Fundamentally, today’s payment ecosystem has broadened well beyond traditional banks. Fintechs, digital banks, and payment service providers are driving new, alternative payment services.

Payments have become increasingly cashless and opened doors for new, faster payment types. But, with all the innovation comes new fraud threats – and they are emerging on different timelines in various parts of the world.

AI weaponry

For these, and other financial crime s, it has become imperative to embrace continuous monitoring solutions. These can pull millions of records from back-office systems, including purchase orders, purchase requests, invoices, payments and other accounts payable data, and supplier data.

After extracting the data, the solutions apply AI to cleanse it at scale.

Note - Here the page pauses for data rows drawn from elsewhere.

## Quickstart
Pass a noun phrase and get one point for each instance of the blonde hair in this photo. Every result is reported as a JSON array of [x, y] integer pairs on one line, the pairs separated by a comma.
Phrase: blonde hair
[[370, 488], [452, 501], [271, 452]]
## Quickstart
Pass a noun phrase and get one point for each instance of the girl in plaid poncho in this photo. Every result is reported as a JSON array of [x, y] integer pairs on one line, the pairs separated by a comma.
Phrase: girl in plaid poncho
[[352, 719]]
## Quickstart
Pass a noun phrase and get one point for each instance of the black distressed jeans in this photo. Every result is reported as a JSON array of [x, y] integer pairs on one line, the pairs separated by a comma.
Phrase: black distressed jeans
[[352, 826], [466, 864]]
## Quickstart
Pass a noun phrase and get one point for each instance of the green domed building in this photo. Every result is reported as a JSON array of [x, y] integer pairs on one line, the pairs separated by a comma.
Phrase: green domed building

The system can enhance the data by drawing on external sources, such as company registers, information about politically exposed people and transparency indexes.

Financial crime variety

Then it processes the data using alert generation processes based on mathematical algorithms and models, such as clustering and link analysis. The outcome is a real-time risk score for both transactions and vendors.

Depending on the industry and the company needs, businesses can use analytics to check for bid rigging, duplicate invoices, travel expenses, returns, fidelity cards, subscriptions, and more.

It all comes down to embracing tools like AI and ML to enhance what human experts do. Fighting financial crime is a never-ending battle. With criminals using evolving technology to bypass organisational defences, it is up to the companies to fight fire with fire.